If, then, solemn worship has a place in public worship, what form should it take? It should, I think, be as solemn – as splendid, as uncompromising – as possible. This is not to say that it should be as complicated as possible. It must remain true worship; it must respect the authorised liturgy; and it must not distort or unbalance that liturgy.

The chief problem with solemn worship is congregational involvement. God deserves the best that we can give; but if the congregation does not take an active vocal part, how can you say that it is true worship? First, I do not take the view that we at Edington are entitled, any more than a college chapel or cathedral, to disregard the congregation – to pretend that they are not really there at all. Secondly, I accept that the congregation cannot take an active vocal part in solemn worship. (I do not say that the sound of several thousand people singing lustily in a cathedral does not have a solemnity, a splendour, of its own; but that is not the artistic splendour of which I am speaking). Artistic splendour, in any field, requires some natural talent and more hard work: congregations may have the first, but they do not have the opportunity for the second. But thirdly, I do not accept the notion that a congregation which takes no active vocal part takes no part at all. If I go to a concert I take part in that concert in a very real sense even if I make no noise: I do not have to turn every concert into a Family Carol Concert before I take part. Is it any different with solemn worship?
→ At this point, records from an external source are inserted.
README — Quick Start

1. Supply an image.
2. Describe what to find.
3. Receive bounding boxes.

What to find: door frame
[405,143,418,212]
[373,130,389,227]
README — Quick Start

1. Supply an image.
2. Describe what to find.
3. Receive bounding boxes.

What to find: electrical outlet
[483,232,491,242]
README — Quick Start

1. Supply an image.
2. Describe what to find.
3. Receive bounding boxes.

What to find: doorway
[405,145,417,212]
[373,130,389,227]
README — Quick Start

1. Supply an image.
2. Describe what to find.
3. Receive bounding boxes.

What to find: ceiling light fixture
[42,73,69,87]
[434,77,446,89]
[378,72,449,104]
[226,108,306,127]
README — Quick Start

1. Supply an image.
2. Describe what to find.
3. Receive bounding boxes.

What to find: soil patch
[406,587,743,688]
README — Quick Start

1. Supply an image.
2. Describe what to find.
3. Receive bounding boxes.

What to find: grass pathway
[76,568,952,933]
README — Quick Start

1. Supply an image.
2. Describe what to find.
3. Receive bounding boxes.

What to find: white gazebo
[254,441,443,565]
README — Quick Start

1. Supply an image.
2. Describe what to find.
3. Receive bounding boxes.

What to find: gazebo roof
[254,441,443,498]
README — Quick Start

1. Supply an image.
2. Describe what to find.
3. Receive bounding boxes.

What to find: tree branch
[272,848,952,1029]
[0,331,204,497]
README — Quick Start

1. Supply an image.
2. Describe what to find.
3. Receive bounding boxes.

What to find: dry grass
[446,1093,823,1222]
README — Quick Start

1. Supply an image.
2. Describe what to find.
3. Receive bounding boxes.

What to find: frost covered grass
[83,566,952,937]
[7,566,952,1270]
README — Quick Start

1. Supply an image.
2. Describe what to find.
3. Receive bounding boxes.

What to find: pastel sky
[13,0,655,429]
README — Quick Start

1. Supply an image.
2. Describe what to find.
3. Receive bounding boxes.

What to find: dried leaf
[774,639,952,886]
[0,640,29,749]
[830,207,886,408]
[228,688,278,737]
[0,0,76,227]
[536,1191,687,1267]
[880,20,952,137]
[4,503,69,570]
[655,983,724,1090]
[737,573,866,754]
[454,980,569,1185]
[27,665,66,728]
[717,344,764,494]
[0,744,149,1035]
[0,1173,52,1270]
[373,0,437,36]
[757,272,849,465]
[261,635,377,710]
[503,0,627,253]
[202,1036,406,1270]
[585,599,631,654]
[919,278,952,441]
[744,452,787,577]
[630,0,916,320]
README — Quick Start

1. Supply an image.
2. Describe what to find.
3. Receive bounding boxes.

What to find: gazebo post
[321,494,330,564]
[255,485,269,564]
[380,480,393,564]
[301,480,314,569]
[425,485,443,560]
If the sound envelopes my ears and the sight my eyes (not to say the incense my nose) I am no mere spectator: I am in every sense a partaker – and, perhaps, more so than if I were required to perform some ceremony which I only understood imperfectly or to sing some song which I did not know. If then I worship God in silent prayer and praise, I believe that my worship is nonetheless true.

Cathedrals in which resplendent worship is practised (and rightly so) are faced with this ‘congregational problem’. Their solution, in the main, has been to give the congregation some of the singing to do – usually a number of hymns, sometimes the creed: they recognise, no doubt rightly, that the cathedral is fulfilling parochial functions. But I sometimes wonder if they have not reached this compromise by a false premise, and that in making the compromise they may have destroyed much (if not all) of the splendour which they set out to create.